While Lumify leverages a lot of great open source software, its own code is consolidated around two components: the ingestion pipeline and the web application. The sections below describe all of this in more detail.
The diagram below shows the major software components used by Lumify. Lumify-specific code is written against many of
these layers, but is not shown in the diagram. There are numerous other libraries not listed. Take a look at the parent
POM file or run mvn dependency:tree
to get a feel for all the libraries involved.
/---------+--------+--------+-----------+------------+--------+---------\
| OpenNLP | CLAVIN | OpenCV | tesseract | CMU Sphinx | FFmpeg | more... |
+---------+--------+--------+-----------+------------+--------+---------+
| YARN |
+------------------------------------------------------+----------------+
| Secure Graph | |
+----------------------------------+-------------------+ |
| Accumulo | | RabbitMQ |
+----------------------------------+ Elasticsearch | |
| Hadoop CDH | | |
\----------------------------------+-------------------+----------------/
The ingestion pipeline is primarily implemented using Apache YARN, although you can also ingest data using map reduce. Instances of both approaches can be found in the Lumify code base.
YARN-based ingestion within Lumify works on top of an abstraction called GraphPropertyWorker
(s). The abstraction
works a lot like data binding within GUI programming toolkits, with changes to properties of vertices in the graph
being published to a queue. All GraphPropertyWorker
s are then given an opportunity to inspect the property change and
optionally perform some kind of action, possibly publishing new property changes to the queue for other workers to
process further.
Lumify-provided GraphPropertyWorker
implementations are found in the lumify-graph-property-worker-plugins-group
module.
Each is implemented as a plugin and will automatically run if found in the classpath. Please see
the yarn features page for more information about each plugin.
Map reduce is a more appropriate programming model for batch ingestion of large datasets.
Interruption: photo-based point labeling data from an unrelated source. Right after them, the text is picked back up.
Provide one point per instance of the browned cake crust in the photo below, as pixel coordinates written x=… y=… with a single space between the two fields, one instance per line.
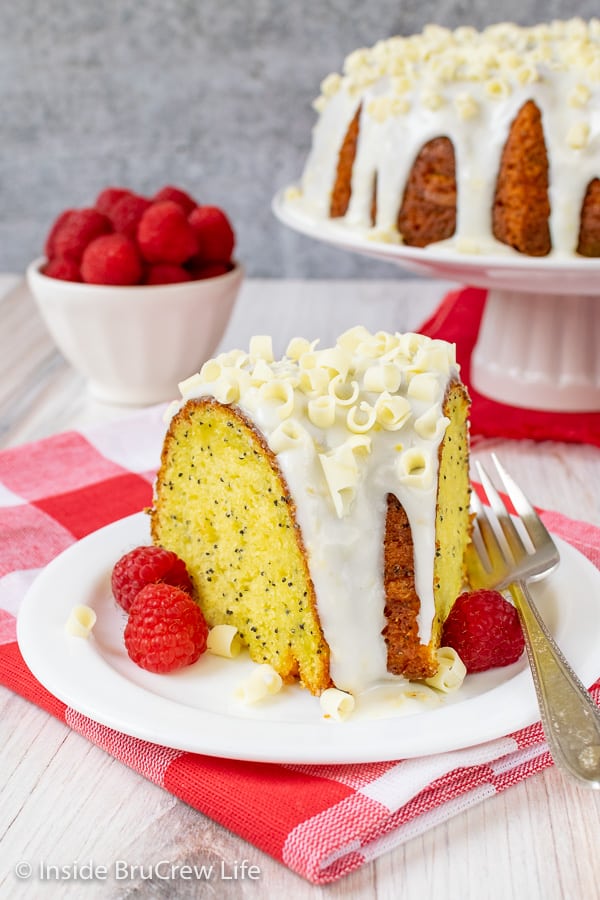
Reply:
x=428 y=211
x=405 y=654
x=521 y=205
x=589 y=235
x=521 y=209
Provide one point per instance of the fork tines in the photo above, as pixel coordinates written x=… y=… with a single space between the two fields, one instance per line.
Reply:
x=506 y=539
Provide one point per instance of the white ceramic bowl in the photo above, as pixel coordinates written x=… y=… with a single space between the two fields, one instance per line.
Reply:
x=135 y=344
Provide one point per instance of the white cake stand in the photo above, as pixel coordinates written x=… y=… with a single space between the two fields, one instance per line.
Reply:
x=539 y=342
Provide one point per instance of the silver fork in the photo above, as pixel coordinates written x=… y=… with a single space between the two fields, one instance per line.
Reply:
x=506 y=555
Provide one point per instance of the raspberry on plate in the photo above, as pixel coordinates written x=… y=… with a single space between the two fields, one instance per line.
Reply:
x=111 y=259
x=484 y=629
x=165 y=630
x=169 y=192
x=147 y=565
x=77 y=230
x=215 y=235
x=165 y=235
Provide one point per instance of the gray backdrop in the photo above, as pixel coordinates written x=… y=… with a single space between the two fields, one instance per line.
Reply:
x=212 y=95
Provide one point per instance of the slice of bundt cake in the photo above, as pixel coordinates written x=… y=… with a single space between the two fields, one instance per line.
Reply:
x=484 y=140
x=321 y=502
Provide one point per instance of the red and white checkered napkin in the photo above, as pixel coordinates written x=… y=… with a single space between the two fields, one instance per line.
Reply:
x=321 y=821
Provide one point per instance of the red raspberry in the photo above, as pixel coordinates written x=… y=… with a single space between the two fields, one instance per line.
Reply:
x=169 y=192
x=64 y=269
x=112 y=259
x=56 y=227
x=126 y=213
x=166 y=273
x=165 y=235
x=165 y=630
x=147 y=565
x=484 y=629
x=78 y=230
x=106 y=199
x=215 y=235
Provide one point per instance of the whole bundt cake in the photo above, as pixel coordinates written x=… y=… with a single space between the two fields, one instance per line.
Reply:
x=480 y=140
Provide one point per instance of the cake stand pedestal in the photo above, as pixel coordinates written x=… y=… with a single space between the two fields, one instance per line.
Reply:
x=539 y=351
x=539 y=342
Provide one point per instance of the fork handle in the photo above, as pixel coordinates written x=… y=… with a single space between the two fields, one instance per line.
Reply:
x=570 y=718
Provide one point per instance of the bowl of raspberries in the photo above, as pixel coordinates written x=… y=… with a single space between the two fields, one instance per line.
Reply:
x=137 y=291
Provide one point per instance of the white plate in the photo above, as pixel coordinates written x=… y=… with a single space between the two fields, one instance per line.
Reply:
x=505 y=270
x=195 y=708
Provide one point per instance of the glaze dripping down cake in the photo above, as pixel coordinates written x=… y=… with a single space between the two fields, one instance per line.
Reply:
x=480 y=141
x=321 y=502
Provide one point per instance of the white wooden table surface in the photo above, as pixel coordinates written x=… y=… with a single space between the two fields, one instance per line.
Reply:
x=62 y=800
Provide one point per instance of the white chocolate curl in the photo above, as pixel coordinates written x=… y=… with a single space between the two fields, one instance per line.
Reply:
x=414 y=467
x=263 y=682
x=224 y=640
x=282 y=393
x=361 y=418
x=392 y=412
x=336 y=704
x=81 y=621
x=451 y=671
x=321 y=411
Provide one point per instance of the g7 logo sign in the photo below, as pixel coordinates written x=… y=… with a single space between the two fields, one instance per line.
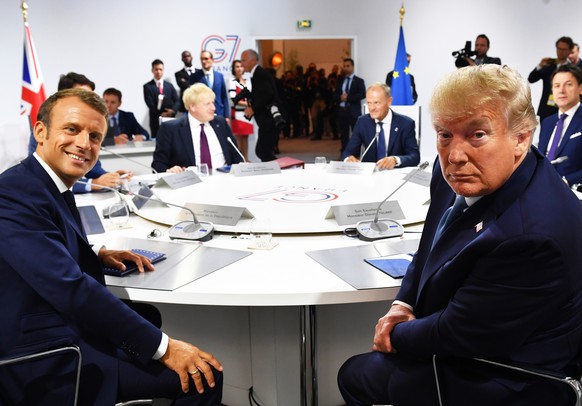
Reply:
x=223 y=49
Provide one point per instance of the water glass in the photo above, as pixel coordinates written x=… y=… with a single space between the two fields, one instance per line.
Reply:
x=320 y=162
x=118 y=214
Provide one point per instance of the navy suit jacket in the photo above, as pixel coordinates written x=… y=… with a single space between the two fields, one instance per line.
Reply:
x=174 y=144
x=150 y=95
x=219 y=89
x=356 y=93
x=503 y=281
x=52 y=289
x=570 y=146
x=402 y=142
x=545 y=75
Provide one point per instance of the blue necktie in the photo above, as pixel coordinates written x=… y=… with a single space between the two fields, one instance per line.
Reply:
x=557 y=135
x=381 y=143
x=450 y=215
x=205 y=156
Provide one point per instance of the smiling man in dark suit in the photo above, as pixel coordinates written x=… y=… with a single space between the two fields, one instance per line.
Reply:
x=566 y=89
x=123 y=126
x=196 y=137
x=53 y=283
x=496 y=276
x=396 y=144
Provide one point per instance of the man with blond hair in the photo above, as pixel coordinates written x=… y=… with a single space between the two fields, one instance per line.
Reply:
x=497 y=273
x=195 y=138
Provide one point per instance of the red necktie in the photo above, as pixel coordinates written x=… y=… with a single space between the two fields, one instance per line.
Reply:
x=204 y=148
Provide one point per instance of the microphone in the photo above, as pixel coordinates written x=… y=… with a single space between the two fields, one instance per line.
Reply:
x=236 y=149
x=558 y=160
x=375 y=139
x=131 y=160
x=385 y=228
x=184 y=230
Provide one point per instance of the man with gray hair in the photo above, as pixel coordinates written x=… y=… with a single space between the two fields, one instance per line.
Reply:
x=497 y=273
x=391 y=137
x=198 y=137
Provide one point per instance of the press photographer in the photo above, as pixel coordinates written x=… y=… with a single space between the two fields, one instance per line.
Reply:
x=480 y=53
x=264 y=102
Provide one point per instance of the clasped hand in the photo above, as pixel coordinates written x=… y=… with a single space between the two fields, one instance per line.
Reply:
x=396 y=314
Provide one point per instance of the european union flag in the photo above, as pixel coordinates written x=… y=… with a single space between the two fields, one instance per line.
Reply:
x=401 y=89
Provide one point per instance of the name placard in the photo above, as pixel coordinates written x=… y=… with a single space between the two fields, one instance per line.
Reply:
x=224 y=215
x=179 y=180
x=255 y=168
x=352 y=213
x=351 y=168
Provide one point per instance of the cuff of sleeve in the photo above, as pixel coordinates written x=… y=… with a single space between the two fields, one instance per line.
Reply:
x=398 y=302
x=162 y=348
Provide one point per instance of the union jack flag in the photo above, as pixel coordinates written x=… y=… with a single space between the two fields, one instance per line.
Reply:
x=33 y=94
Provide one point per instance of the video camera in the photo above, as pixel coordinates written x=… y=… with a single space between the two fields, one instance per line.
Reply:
x=271 y=108
x=461 y=54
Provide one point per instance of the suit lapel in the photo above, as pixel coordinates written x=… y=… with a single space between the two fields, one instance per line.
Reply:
x=476 y=221
x=186 y=137
x=574 y=127
x=393 y=130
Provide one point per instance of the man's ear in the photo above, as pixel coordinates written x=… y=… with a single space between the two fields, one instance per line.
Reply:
x=40 y=132
x=523 y=143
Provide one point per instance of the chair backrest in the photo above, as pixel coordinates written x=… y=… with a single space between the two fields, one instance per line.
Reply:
x=46 y=377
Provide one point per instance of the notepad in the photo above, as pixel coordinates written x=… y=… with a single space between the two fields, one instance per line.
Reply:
x=131 y=266
x=393 y=265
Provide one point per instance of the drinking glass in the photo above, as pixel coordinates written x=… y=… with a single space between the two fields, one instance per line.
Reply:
x=320 y=162
x=203 y=170
x=118 y=214
x=260 y=233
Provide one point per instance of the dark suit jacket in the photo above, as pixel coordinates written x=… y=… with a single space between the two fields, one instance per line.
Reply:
x=94 y=173
x=545 y=75
x=264 y=94
x=570 y=146
x=356 y=93
x=127 y=124
x=402 y=141
x=53 y=286
x=150 y=95
x=503 y=281
x=174 y=144
x=219 y=89
x=389 y=78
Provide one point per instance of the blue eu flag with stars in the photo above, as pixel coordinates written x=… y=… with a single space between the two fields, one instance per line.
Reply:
x=401 y=89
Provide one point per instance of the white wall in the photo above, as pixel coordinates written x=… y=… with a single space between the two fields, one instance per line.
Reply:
x=113 y=42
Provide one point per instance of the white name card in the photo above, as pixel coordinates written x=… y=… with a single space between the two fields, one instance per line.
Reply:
x=352 y=213
x=255 y=168
x=351 y=168
x=224 y=215
x=179 y=180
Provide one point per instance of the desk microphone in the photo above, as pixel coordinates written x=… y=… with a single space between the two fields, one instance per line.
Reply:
x=236 y=149
x=184 y=230
x=375 y=139
x=131 y=160
x=558 y=160
x=385 y=228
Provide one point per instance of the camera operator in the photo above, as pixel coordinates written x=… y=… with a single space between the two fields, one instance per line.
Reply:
x=481 y=48
x=264 y=105
x=480 y=53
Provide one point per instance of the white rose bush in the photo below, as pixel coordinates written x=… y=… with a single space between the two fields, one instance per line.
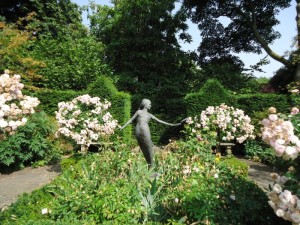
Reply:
x=85 y=120
x=226 y=122
x=14 y=106
x=281 y=132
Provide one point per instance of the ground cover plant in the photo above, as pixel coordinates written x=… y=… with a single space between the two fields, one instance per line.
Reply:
x=117 y=188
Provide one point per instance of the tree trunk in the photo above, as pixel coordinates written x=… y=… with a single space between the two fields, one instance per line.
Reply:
x=297 y=70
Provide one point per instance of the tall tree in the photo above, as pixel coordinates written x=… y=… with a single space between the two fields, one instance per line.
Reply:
x=142 y=48
x=250 y=28
x=52 y=16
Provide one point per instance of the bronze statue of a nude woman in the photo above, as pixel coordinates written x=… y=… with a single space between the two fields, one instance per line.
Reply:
x=142 y=130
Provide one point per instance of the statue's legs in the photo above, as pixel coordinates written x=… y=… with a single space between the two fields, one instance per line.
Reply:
x=147 y=149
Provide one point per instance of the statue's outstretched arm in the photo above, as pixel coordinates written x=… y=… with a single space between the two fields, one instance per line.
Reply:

Lumify doesn't currently provide any batch ingestion abstraction similar to what's provided for yarn-based ingestion. You can see several map reduce ingestion examples in the datasets directory. The most important thing to remember about those examples is that they require running a re-indexing map reduce job after ingestion.
The Lumify web application backend is written in Java while the front-end is JavaScript and CSS, basically the same technologies used by many other web applications. It's implemented as a single-page web application utilizing both AJAX calls and persistent web-socket connections (using Atmosphere) to exchange data.